Close to 40% of SAA’s fuel contracts are hedged, says SAA CFO Wolf Meyer. According to SAA’s annual report for the year ended March 2013, the airline’s policy is to hedge a maximum of 60% of its jet fuel price risk exposures on a 12-month rolling basis, with no minimum hedge percentage.
Fuel continues to be SAA’s biggest cost, accounting for 35% of the group’s cost base, according to the 2013 annual report.
In that financial year, SAA consumed 129m litres of jet fuel a month, up from 126 Ml/month in the previous financial period.
Media reports last week said SAA had made losses of R8bn on oil hedges it had taken between 2004 and 2010. Meyer says given the airline’s current conservative hedging policy, the extent of hedging losses are not “remotely as severe” as in the past, and are partly offset by currency hedging gains.

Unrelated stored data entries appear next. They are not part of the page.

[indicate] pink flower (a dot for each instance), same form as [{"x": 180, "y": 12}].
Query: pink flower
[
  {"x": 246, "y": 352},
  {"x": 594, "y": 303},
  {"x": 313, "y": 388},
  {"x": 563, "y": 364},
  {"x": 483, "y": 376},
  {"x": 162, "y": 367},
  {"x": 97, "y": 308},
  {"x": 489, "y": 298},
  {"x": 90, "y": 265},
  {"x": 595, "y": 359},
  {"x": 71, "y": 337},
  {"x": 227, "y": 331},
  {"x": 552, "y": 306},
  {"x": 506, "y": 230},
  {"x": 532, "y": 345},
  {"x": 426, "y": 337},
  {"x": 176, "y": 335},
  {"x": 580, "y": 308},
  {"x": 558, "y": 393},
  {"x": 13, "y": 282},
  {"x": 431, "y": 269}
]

He says SAA has gained approximately R300m to date on its fuel purchases at the lower prices over the past six months. However, it has been incurring losses of about R392m on its fuel hedges.
“SAA will realise the full benefit of the lower fuel price only once the current hedges run out,” he says.
However, he adds that while SAA has hedged against a weakening currency, it cannot protect itself against continued weakening of the rand. “What SAA is doing to mitigate this risk is to increase its natural currency hedge capability by growing its foreign currency revenue and thereby decreasing its net foreign currency exposure,” he says.
The price of Brent crude has fallen by over half since June last year, falling below US$50/barrel this month, as supply has grown and demand has decreased.
Brent crude was trading at just below $85 at the end of October and below $72 at the end of November.